Buyers will also be pleasantly surprised by the leather seats which are extremely comfortable although they could probably do with a bit more side bolstering to prevent the driver swaying on fast bends. The heaters and air con are controlled by the same ‘clicky’ dials as those in the XV - which are extremely satisfying to use. The touch-screen centre console is also very responsive - I don’t think I’ve had to to ‘re-tap’ a unreactive virtual button once. This is good because it’s extremely irritating (and rather dangerous) having to negotiate an inconsistent or poorly-responsive touch screen while driving.
Practicality is always going to be a strong selling point for an SUV of this size and the Forester delivers on expectations rather well. The boot, for example, has a nice flat lip which makes loading big objects much easier and it can fit up to 505 litres of luggage. This then swells up to 1,564 litres of space when you fold down the rear seats and there’s also a false floor in the boot meaning you can fit even more in.
I’ll cut to the chase, if you care a lot about running costs then do not buy the 2.0 turbocharged petrol engine I had. You get 33mpg at best, almost 200g/km of CO2 and it therefore costs £265 to tax annually. When compared to SUVs 10 years ago it’s not that bad, but compared to SUVs on sale right now… it’s pretty dreadful. I’m usually given press cars for a week at a time and they get dropped off with a full tank of fuel. If I ever have to put fuel in it means one of two things; either the car is particularly enjoyable or it is rather poor on fuel. The Forester is both. I received the car on Thursday morning and by Sunday evening I was at the pump. The non turbocharged petrol is a little bit better- up to 43mpg but still £180 a year to tax. The one to go for if you’re seeking a bit of frugal motoring is the 2.0litre diesel as it will return close to 50mpg. That being said, road tax still costs £145 a year in manual form and £180 in automatic, that’s not cheap. The Mazda CX-5 diesel and Volkswagen Tiguan are both more affordable to run.

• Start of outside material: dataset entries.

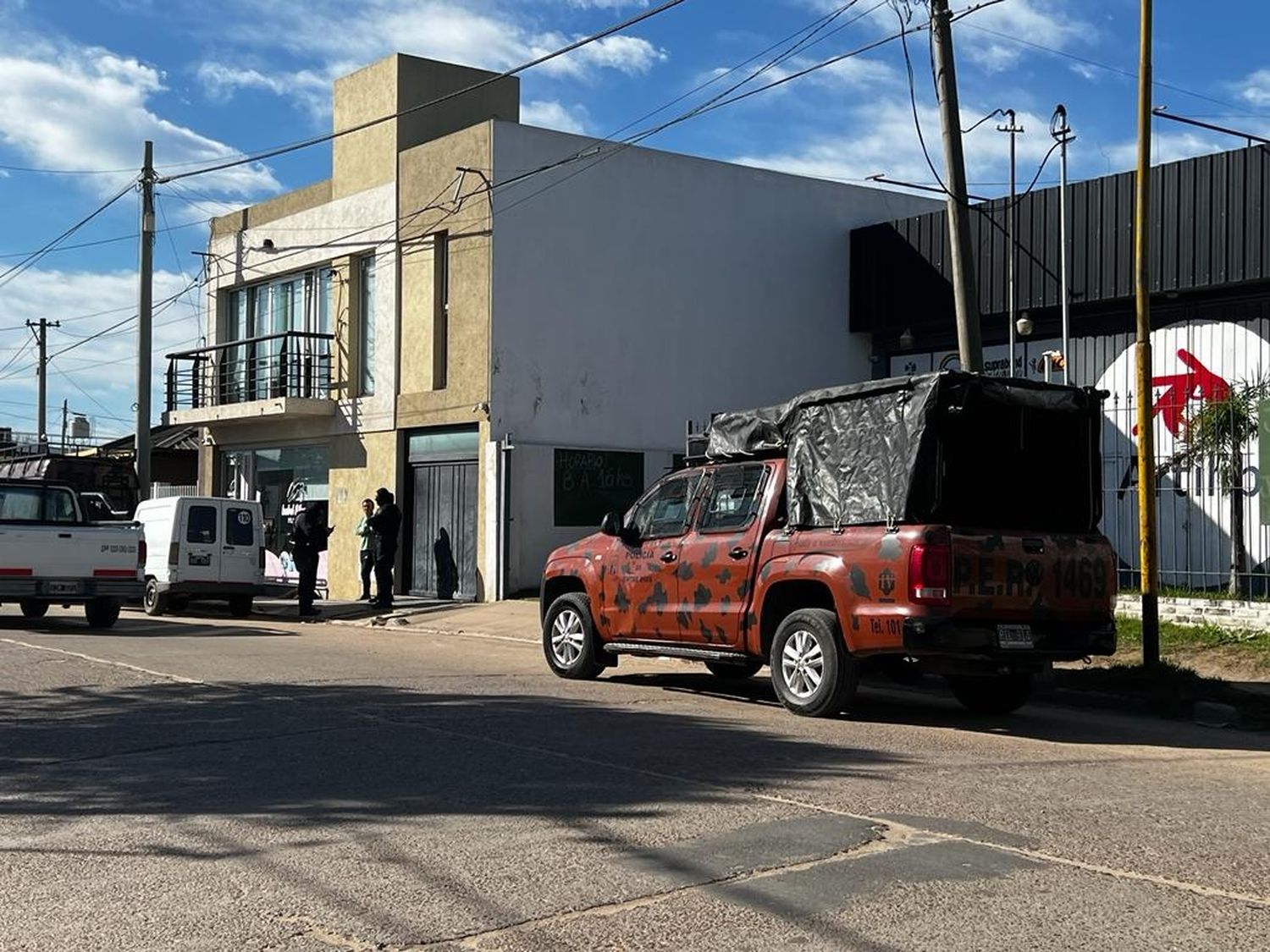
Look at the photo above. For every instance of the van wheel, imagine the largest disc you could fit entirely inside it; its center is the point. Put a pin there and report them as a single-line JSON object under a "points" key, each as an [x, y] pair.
{"points": [[102, 612], [33, 609], [997, 693], [736, 672], [569, 639], [155, 602], [813, 673]]}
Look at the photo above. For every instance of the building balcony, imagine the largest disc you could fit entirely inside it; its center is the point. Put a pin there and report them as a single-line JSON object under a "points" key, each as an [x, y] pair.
{"points": [[277, 375]]}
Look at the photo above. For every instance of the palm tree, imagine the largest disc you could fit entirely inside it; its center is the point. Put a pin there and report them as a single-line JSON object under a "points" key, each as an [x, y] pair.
{"points": [[1218, 433]]}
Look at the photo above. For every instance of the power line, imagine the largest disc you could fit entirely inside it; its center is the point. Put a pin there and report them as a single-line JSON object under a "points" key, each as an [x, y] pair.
{"points": [[447, 96], [40, 253], [1118, 70]]}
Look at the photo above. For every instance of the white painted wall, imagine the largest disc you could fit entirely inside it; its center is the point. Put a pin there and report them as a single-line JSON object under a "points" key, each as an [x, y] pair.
{"points": [[652, 289], [348, 226]]}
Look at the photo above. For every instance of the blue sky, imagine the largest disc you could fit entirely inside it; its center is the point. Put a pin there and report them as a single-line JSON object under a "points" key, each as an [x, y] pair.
{"points": [[83, 83]]}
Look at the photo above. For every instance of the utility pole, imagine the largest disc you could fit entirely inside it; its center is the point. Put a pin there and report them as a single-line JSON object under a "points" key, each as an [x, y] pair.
{"points": [[1062, 134], [1148, 564], [145, 300], [1013, 129], [964, 294], [41, 330]]}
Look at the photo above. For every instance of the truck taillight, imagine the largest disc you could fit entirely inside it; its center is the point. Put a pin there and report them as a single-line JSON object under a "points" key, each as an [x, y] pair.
{"points": [[930, 569]]}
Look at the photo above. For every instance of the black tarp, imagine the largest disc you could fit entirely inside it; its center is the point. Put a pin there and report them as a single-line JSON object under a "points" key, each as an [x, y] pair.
{"points": [[863, 454]]}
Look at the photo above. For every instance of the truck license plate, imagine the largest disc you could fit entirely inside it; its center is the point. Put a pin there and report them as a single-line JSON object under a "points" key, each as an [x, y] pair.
{"points": [[1013, 636]]}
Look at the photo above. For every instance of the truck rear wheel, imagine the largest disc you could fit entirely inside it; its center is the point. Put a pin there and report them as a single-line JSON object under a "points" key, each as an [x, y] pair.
{"points": [[736, 672], [102, 612], [154, 601], [569, 639], [813, 673], [33, 609], [995, 693]]}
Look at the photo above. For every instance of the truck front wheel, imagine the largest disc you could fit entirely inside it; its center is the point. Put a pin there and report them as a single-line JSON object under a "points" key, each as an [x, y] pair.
{"points": [[813, 673], [569, 639], [33, 609], [102, 612], [993, 695]]}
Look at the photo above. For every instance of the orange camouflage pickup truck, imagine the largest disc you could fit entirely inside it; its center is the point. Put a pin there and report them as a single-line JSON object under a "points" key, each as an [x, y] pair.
{"points": [[944, 523]]}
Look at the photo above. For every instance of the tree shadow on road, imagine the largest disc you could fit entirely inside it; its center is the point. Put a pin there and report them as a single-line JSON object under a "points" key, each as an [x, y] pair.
{"points": [[343, 751], [930, 703]]}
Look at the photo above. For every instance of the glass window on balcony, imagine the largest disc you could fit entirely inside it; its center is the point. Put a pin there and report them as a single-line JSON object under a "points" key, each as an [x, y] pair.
{"points": [[366, 339]]}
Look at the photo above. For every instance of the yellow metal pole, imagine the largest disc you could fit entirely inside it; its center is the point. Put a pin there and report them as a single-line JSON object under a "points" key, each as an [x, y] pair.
{"points": [[1148, 563]]}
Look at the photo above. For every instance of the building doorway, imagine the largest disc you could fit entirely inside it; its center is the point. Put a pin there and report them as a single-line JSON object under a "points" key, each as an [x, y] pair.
{"points": [[444, 479]]}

This is the 4th generation of the Forester that we’ve had here in the UK and it’s quite a bit larger than the ones we’ve had in the past but every model has always been engineered rather rigorously. Reliability records from current owners seem to be encouraging too so we can comfortably say that the Forester is a car that should last a while. It’s also worth noting that every model has a 5 year/ 100,000 miles warranty on it, just for peace of mind...
And last but not least, safety! Of course the Forester received a full 5 stars in the Euro NCAP safety tests. Adult and Child occupant safety came in at a staggering 91% and pedestrian safety was at 73%. These are really encouraging figures, should the worst happen, but you can also take comfort knowing that the onboard safety-assist technology scored 86% too. Nothing to fault here then!